In the statistical sense of the word, let me take r as a pearson correlation and bring out the first often neglected aspect of correlation. Like everything in the world of numbers, it is an estimate. This means that its got to have a sampling distribution .

If you have lets say 1000 values of X and 1000 values of Y and you want to find the correlation. well, one of the first things one usually does is to report Summation(x*y) / (n *Sx*Sy) where x and y are deviations of X and Y from their respective sample means , Sx and Sy are sample stdev of x and y respectively. Now this number is not sacrosanct. Its afterall an estimate. If you sample lets say 1000 values from X and 1000 values from Y with replacement, and calculate the correlation, you end up with another number of correlation. If you repeat this exercise umpteen number of times you get a sampling distribution for r, meaning r can take any number of values and the least you can do is to look at the frequency distribution of such numbers ...Can you form confidence bands for this ?

Well, one thing to note is that it is not a normal distribution. Fischer realized this and applied a transformation to r values and converted in to a normal dist, calculated bands in the transformed world and brought it back to the r world. Thus there is a big ram kahani to this simple task of forming confidence bands for r. Well, if r is >>0.4 , then you can assume to be normal and report the std error as (1-r^2)/sqrt(n) .

Ok. assume you have done all this and then you take 2 variables totally different in nature where you don't see any reason for them to be correlated. Let's say the # of runs scored by tendulkar since his debut in each match, # of car accidents in mumbai on each day of those matches. If the two variable are strongly(positively/negatively) correlated , common sense would say that it is totally meaningless. Spurious correlation is everywhere.
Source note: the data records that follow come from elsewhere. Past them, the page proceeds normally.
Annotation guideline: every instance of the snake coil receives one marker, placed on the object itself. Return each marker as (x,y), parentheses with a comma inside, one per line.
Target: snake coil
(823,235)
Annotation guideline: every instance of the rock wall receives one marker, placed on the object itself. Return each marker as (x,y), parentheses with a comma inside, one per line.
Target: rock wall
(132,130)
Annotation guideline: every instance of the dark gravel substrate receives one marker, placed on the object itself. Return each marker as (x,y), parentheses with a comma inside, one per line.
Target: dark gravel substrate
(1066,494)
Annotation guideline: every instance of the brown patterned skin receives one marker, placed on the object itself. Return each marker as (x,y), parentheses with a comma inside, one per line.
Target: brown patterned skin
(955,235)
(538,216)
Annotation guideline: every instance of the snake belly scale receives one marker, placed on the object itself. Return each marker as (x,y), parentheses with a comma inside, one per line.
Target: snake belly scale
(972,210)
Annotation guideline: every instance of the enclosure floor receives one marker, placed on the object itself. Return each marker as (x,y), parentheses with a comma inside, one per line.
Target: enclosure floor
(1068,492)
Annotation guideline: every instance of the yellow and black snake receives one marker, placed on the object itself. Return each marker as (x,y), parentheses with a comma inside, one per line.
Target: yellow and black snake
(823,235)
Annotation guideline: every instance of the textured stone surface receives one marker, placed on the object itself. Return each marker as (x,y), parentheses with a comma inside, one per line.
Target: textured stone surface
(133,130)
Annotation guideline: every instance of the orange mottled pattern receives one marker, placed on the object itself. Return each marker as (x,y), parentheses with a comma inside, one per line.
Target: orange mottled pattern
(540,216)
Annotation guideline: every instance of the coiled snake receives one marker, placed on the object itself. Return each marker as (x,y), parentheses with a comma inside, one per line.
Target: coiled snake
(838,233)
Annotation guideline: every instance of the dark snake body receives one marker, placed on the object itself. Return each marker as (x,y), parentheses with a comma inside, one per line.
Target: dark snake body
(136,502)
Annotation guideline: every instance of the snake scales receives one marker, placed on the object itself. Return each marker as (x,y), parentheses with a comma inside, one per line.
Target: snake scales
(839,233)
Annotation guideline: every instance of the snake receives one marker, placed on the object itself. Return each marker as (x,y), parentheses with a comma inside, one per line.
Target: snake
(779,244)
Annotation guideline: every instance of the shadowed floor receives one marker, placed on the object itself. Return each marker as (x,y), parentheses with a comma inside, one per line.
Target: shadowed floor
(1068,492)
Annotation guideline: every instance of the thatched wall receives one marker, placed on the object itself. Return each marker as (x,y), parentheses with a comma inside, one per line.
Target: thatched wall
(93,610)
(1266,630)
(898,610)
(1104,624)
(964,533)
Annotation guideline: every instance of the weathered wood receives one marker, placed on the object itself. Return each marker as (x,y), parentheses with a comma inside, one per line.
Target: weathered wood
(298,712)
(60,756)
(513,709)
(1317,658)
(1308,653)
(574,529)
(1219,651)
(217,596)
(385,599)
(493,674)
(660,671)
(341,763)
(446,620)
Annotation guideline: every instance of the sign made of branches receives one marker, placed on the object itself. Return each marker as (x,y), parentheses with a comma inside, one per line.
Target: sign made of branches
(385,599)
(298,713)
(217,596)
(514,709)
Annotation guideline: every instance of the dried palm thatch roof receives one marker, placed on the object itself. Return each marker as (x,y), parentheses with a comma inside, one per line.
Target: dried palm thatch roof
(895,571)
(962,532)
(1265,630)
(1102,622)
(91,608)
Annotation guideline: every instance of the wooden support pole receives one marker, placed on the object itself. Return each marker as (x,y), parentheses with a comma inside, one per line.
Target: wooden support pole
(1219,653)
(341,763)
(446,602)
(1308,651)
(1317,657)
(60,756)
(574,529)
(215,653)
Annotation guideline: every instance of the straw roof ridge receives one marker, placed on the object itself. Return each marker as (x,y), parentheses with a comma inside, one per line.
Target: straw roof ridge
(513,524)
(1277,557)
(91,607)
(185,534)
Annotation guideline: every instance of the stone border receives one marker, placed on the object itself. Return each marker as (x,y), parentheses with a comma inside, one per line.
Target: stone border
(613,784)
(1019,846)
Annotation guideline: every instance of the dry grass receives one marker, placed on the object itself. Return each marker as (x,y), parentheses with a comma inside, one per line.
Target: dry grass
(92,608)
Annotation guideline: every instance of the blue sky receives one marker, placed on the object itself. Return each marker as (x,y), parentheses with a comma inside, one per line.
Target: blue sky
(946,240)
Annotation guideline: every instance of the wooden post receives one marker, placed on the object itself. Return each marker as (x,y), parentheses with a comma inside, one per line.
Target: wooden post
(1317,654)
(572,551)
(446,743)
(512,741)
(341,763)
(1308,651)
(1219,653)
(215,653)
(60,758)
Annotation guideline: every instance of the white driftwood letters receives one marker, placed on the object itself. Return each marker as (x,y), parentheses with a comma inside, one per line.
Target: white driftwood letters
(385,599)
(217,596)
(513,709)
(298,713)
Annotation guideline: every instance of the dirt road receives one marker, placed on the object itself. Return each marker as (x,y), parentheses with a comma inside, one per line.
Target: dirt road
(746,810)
So, is there something wrong with the metric ? Or there is something missing about the way we think correlation works ? Or is there an assumption behind correlation that gets violated big time when you just use it on any two variables ? This was a question answered by a British statistician named **Yule** almost 80 years ago...Sadly, the results have not percolated in to everyday life...
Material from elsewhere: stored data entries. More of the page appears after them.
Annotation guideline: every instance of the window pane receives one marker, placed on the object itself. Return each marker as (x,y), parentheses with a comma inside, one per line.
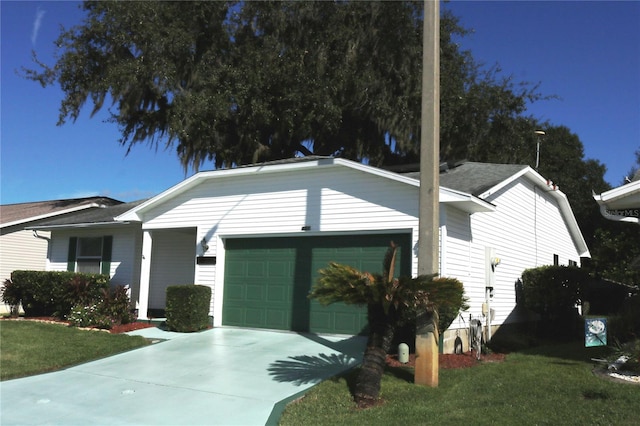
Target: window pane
(90,246)
(89,266)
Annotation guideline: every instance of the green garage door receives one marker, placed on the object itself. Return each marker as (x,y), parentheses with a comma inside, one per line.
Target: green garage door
(267,280)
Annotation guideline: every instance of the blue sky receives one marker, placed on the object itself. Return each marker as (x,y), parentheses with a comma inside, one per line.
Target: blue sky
(587,53)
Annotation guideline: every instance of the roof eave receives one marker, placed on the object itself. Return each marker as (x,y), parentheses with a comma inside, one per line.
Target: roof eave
(77,225)
(52,214)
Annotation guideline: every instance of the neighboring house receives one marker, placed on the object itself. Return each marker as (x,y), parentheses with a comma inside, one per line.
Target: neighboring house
(621,204)
(258,234)
(22,249)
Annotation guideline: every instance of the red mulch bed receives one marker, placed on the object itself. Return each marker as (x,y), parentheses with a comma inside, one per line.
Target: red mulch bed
(464,360)
(122,328)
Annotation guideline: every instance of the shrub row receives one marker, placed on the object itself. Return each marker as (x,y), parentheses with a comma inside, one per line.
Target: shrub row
(46,293)
(553,291)
(86,300)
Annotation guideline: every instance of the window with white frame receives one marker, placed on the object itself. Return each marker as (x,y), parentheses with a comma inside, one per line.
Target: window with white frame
(90,255)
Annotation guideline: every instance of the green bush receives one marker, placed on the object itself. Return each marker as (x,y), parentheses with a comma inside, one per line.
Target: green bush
(552,292)
(111,308)
(46,293)
(11,296)
(89,315)
(188,307)
(625,325)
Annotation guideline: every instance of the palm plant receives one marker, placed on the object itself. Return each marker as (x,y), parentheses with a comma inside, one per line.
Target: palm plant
(391,303)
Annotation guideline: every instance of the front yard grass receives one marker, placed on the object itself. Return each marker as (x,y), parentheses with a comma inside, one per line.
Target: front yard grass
(549,385)
(29,347)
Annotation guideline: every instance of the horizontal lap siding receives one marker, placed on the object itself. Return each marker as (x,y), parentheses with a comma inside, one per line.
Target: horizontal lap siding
(125,268)
(20,250)
(525,230)
(343,200)
(172,263)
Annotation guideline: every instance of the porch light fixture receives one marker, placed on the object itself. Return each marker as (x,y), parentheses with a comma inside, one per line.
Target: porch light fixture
(204,245)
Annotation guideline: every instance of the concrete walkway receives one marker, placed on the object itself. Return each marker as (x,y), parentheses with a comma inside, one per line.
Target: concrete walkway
(223,376)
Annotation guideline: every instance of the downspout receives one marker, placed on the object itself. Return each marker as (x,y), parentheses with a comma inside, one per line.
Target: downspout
(35,234)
Thus correlation has become one of the most notoriously used word to lend phantom quantitative props to whatever opinion one has to give!!

Next time you hear the word correlation being casually tossed around by someone, do try to ask a simple question - "Can you give some confidence bands for the correlation that you are talking ?" ..... In all probability they will go back and try to sincerely work out a possible answer and think through it.. OR.. they will never ever use the word atleast with you again :)